There was always a question mark about his election victory as there have been accusations of massive rigging. But none of this touched Khan who had the backing of the all-powerful Pakistani army. Nawaz Sharif, who was forced to resign following allegations of corruption, was disliked by the military establishment. Speculation is that the army helped to replace Sharif with Imran Khan, who was their blue-eyed boy at that time.
Apart from going after every Opposition politician and using every state agency to harass them into submission, Imran Khan has been able to deliver very little. Nawaz Sharif’s Pakistan Muslim League was targeted and continuously harassed by state agencies. So has Zardari’s Pakistan People’s Party as well as anyone opposed to PTI. The economy is in shambles and it has forced the government to approach the International Monetary Fund for a bailout package. This has led to untold hardships for the poor with a surge in prices of essential commodities. The poor state of the economy has led to anger in the streets against Khan.
But perhaps all of this would not have mattered for Imran Khan if the Pakistani army continued to back him. The army chief Qamar Javed Bajwa has cooled towards the PTI leader. There were differences of opinion last year over the appointment of the new ISI chief. The former flamboyant spy chief Faiz Hameed, who had played a decisive role in ousting Sharif and getting Imran Khan elected, was replaced last November by Lieutenant General Nadeem Anjum. There were differences between the army and the Prime Minister’s Office over the appointment but those were smoothed out with Khan agreeing to the army’s choice of Anjum.
Unlike Faiz Hameed, the rock star spy chief, Anjum is low-key and refuses to have his photograph splashed across the media. The army announced a few days ago that it would steer clear of politics and remain neutral on the no-confidence move. This is a major blow to Imran Khan who had previously relied on the army’s help not just to win power but to keep the Opposition in check.
The army’s announcement of neutrality was not appreciated by Imram Khan. He thundered at a public meeting a day later.
“There is no such thing as neutrality. Only animals are neutral,” Khan told cheering supporters, according to reports in the Pakistani press.
Fighting with his back to the wall, Imran Khan has been lashing out at the Opposition, warning them that if he is out of power, he would be much more dangerous and would go after them with a heavier hand. Like every politician in the sub-continent, he now sees a conspiracy of foreign powers to destablise Pakistan.
Pakistan’s former envoy to the UN, Maleeha Lodhi, writing in the respected Dawn newspaper lamented that foreign policy was now being used for domestic politics.
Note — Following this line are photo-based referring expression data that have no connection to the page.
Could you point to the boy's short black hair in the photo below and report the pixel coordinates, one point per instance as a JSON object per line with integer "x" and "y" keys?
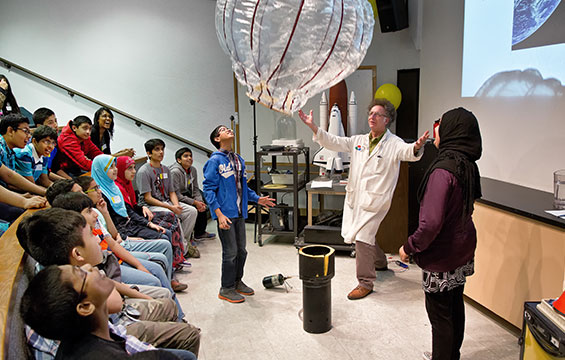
{"x": 51, "y": 234}
{"x": 84, "y": 182}
{"x": 43, "y": 132}
{"x": 180, "y": 152}
{"x": 12, "y": 120}
{"x": 215, "y": 133}
{"x": 151, "y": 144}
{"x": 58, "y": 187}
{"x": 40, "y": 115}
{"x": 73, "y": 201}
{"x": 81, "y": 119}
{"x": 49, "y": 306}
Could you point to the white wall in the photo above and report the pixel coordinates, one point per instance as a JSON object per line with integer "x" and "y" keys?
{"x": 523, "y": 138}
{"x": 159, "y": 61}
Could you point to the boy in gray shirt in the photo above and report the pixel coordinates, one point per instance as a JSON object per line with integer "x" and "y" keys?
{"x": 155, "y": 185}
{"x": 185, "y": 185}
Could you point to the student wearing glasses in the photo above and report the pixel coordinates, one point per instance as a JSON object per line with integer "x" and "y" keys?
{"x": 373, "y": 174}
{"x": 14, "y": 133}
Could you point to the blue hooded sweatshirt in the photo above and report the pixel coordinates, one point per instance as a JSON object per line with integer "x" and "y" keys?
{"x": 220, "y": 189}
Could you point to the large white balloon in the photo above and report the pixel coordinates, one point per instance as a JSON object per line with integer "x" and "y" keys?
{"x": 286, "y": 51}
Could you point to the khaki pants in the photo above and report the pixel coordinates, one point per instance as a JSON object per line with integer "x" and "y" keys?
{"x": 367, "y": 258}
{"x": 173, "y": 335}
{"x": 163, "y": 309}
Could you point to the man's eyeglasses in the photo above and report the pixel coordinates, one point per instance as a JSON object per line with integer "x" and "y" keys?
{"x": 83, "y": 282}
{"x": 25, "y": 130}
{"x": 49, "y": 142}
{"x": 96, "y": 188}
{"x": 377, "y": 114}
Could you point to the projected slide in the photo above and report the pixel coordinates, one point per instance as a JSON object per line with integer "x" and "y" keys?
{"x": 514, "y": 48}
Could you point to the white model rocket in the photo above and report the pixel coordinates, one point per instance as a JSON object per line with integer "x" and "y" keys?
{"x": 324, "y": 112}
{"x": 352, "y": 116}
{"x": 326, "y": 159}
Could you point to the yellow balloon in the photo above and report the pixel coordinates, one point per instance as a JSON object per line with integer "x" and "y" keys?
{"x": 389, "y": 92}
{"x": 374, "y": 5}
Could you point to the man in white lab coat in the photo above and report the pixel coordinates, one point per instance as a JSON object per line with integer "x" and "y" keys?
{"x": 373, "y": 174}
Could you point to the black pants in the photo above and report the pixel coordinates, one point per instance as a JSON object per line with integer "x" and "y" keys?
{"x": 446, "y": 312}
{"x": 233, "y": 252}
{"x": 201, "y": 222}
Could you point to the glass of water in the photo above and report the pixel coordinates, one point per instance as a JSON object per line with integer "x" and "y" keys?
{"x": 559, "y": 189}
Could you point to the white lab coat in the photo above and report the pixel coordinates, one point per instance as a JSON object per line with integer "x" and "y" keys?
{"x": 372, "y": 180}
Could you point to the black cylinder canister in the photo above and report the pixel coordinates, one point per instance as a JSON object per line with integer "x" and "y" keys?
{"x": 316, "y": 269}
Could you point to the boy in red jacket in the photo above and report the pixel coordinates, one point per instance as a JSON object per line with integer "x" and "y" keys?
{"x": 76, "y": 149}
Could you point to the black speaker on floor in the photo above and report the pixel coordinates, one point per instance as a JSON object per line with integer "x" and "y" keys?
{"x": 393, "y": 14}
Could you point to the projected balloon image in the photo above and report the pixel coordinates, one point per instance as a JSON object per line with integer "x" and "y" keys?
{"x": 286, "y": 51}
{"x": 530, "y": 15}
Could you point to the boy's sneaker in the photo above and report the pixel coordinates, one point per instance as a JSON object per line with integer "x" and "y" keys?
{"x": 205, "y": 236}
{"x": 230, "y": 295}
{"x": 243, "y": 289}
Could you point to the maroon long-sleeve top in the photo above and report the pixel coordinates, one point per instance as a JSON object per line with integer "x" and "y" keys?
{"x": 75, "y": 153}
{"x": 444, "y": 240}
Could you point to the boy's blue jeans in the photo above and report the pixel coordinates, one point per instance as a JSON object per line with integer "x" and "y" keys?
{"x": 233, "y": 252}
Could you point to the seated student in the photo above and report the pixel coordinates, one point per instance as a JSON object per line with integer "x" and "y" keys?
{"x": 31, "y": 161}
{"x": 134, "y": 270}
{"x": 103, "y": 130}
{"x": 185, "y": 185}
{"x": 129, "y": 223}
{"x": 15, "y": 132}
{"x": 155, "y": 185}
{"x": 78, "y": 246}
{"x": 139, "y": 247}
{"x": 76, "y": 150}
{"x": 68, "y": 303}
{"x": 45, "y": 116}
{"x": 166, "y": 219}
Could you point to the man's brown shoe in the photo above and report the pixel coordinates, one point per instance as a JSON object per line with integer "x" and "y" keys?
{"x": 358, "y": 293}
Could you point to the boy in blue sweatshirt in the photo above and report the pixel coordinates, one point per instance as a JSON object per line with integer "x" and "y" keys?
{"x": 227, "y": 194}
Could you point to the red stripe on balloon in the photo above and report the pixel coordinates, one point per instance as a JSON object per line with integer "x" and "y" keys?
{"x": 289, "y": 40}
{"x": 331, "y": 50}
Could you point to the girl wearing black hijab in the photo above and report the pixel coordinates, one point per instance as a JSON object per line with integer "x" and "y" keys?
{"x": 445, "y": 241}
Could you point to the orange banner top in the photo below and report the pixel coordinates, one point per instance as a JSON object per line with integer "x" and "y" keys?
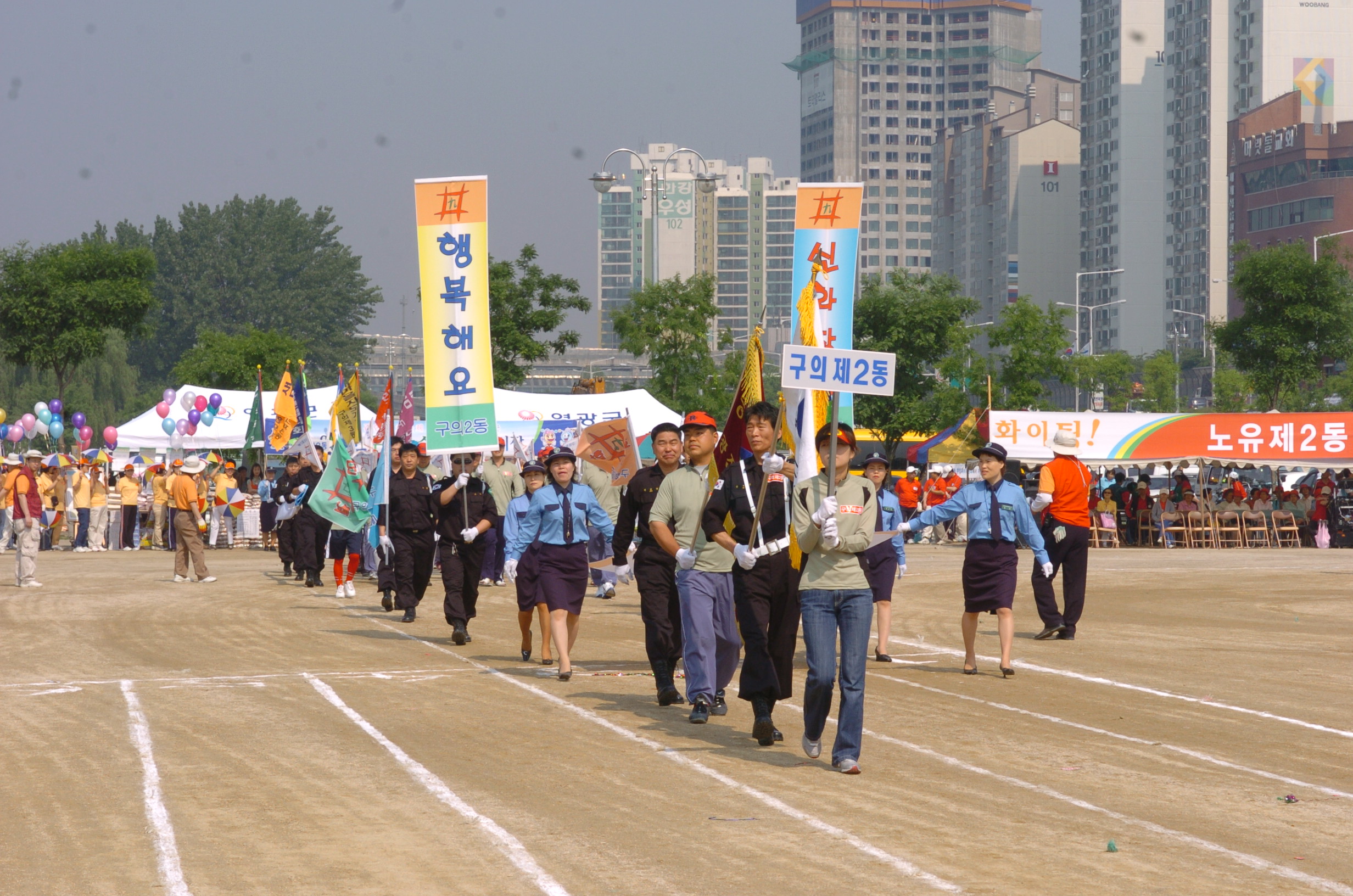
{"x": 447, "y": 201}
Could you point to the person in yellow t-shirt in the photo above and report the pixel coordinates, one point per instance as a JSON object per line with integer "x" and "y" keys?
{"x": 129, "y": 490}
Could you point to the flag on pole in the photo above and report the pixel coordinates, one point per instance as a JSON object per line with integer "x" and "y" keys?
{"x": 284, "y": 413}
{"x": 406, "y": 409}
{"x": 751, "y": 389}
{"x": 340, "y": 495}
{"x": 347, "y": 415}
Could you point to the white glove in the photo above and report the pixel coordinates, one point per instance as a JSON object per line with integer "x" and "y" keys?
{"x": 824, "y": 511}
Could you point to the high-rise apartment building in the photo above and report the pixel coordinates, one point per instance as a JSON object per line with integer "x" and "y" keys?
{"x": 876, "y": 86}
{"x": 742, "y": 233}
{"x": 1007, "y": 197}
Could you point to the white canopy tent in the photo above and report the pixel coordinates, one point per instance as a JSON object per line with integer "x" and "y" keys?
{"x": 232, "y": 424}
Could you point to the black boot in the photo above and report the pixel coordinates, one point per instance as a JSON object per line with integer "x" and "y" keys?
{"x": 763, "y": 729}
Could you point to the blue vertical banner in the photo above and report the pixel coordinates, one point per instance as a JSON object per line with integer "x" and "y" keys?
{"x": 826, "y": 252}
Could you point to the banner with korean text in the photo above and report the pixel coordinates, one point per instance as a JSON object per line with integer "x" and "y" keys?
{"x": 452, "y": 216}
{"x": 1273, "y": 439}
{"x": 826, "y": 252}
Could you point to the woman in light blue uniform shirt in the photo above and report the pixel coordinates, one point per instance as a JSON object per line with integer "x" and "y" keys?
{"x": 558, "y": 519}
{"x": 885, "y": 561}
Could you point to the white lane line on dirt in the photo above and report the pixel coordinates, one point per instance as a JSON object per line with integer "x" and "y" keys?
{"x": 202, "y": 679}
{"x": 817, "y": 824}
{"x": 1186, "y": 752}
{"x": 508, "y": 845}
{"x": 167, "y": 850}
{"x": 1098, "y": 680}
{"x": 1243, "y": 859}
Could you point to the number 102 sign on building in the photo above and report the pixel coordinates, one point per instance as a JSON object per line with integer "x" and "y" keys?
{"x": 452, "y": 216}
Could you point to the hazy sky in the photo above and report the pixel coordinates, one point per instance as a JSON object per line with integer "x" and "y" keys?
{"x": 129, "y": 110}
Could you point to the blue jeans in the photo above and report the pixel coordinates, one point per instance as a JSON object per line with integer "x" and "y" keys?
{"x": 824, "y": 613}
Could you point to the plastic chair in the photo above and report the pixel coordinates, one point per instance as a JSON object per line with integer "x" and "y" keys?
{"x": 1286, "y": 533}
{"x": 1231, "y": 534}
{"x": 1256, "y": 530}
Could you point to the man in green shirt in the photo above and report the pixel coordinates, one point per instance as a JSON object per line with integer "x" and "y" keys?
{"x": 704, "y": 573}
{"x": 505, "y": 484}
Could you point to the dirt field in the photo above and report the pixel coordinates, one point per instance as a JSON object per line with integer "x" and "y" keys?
{"x": 255, "y": 737}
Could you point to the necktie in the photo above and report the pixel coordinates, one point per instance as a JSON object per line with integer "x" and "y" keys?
{"x": 996, "y": 512}
{"x": 569, "y": 516}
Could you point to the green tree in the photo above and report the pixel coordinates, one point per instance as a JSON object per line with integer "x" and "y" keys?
{"x": 59, "y": 304}
{"x": 920, "y": 320}
{"x": 222, "y": 360}
{"x": 1111, "y": 373}
{"x": 1037, "y": 344}
{"x": 524, "y": 302}
{"x": 1298, "y": 313}
{"x": 670, "y": 321}
{"x": 255, "y": 263}
{"x": 1160, "y": 376}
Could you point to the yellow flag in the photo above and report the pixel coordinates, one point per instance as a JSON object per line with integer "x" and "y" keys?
{"x": 284, "y": 411}
{"x": 347, "y": 412}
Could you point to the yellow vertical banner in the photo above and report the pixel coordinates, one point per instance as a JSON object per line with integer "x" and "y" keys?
{"x": 452, "y": 216}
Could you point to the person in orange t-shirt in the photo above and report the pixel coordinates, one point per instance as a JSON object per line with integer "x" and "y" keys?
{"x": 1064, "y": 488}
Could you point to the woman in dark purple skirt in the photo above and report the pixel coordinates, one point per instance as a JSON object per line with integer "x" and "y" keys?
{"x": 556, "y": 522}
{"x": 996, "y": 509}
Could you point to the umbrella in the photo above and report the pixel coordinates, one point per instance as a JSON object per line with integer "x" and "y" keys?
{"x": 233, "y": 501}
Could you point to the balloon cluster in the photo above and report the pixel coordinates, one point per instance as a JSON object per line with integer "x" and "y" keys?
{"x": 200, "y": 412}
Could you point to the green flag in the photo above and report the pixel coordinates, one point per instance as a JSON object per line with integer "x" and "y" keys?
{"x": 340, "y": 495}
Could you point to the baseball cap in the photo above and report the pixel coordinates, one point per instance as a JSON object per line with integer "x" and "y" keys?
{"x": 698, "y": 418}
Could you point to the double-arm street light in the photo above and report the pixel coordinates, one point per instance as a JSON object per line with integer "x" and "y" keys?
{"x": 1079, "y": 306}
{"x": 652, "y": 187}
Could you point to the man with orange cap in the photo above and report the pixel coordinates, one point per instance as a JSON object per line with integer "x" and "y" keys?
{"x": 1064, "y": 486}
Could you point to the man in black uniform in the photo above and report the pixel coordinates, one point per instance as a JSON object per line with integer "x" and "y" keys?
{"x": 765, "y": 583}
{"x": 407, "y": 527}
{"x": 386, "y": 563}
{"x": 462, "y": 554}
{"x": 311, "y": 528}
{"x": 655, "y": 570}
{"x": 283, "y": 493}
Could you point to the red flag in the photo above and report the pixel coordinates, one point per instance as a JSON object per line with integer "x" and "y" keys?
{"x": 406, "y": 412}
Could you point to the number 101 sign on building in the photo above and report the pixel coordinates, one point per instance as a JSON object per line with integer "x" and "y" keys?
{"x": 452, "y": 216}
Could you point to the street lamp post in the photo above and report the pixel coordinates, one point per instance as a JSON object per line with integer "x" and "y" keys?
{"x": 1316, "y": 244}
{"x": 1079, "y": 306}
{"x": 652, "y": 190}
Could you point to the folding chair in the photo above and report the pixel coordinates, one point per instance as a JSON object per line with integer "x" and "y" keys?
{"x": 1256, "y": 530}
{"x": 1229, "y": 531}
{"x": 1173, "y": 530}
{"x": 1286, "y": 533}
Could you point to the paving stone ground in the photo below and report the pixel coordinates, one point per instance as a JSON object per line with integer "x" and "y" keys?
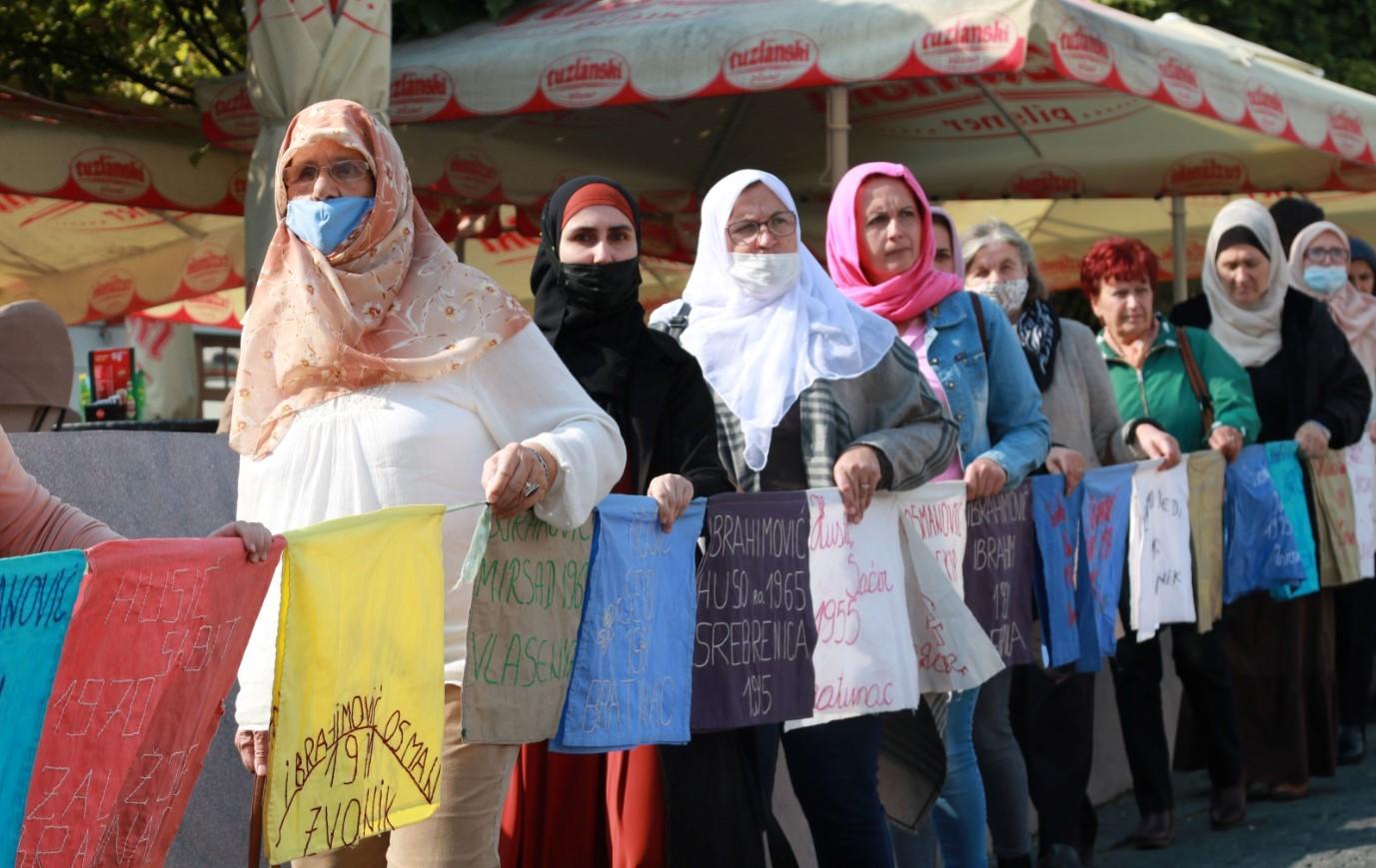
{"x": 1335, "y": 827}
“The more this pressure has mounted and public discontent intensified over inflation, the greater the ruling party’s resort to disingenuous narratives about an international conspiracy. The PM himself was reported as saying that ‘multiple foreign hands’ were behind the Opposition’s campaign to oust him. A government spokesman repeatedly tweeted that the no-confidence move was being hatched by ‘international powers’ with the Opposition merely acting as hired ‘brokers’. Other ministers echoed this,’’ Lodhi wrote in a column on Monday.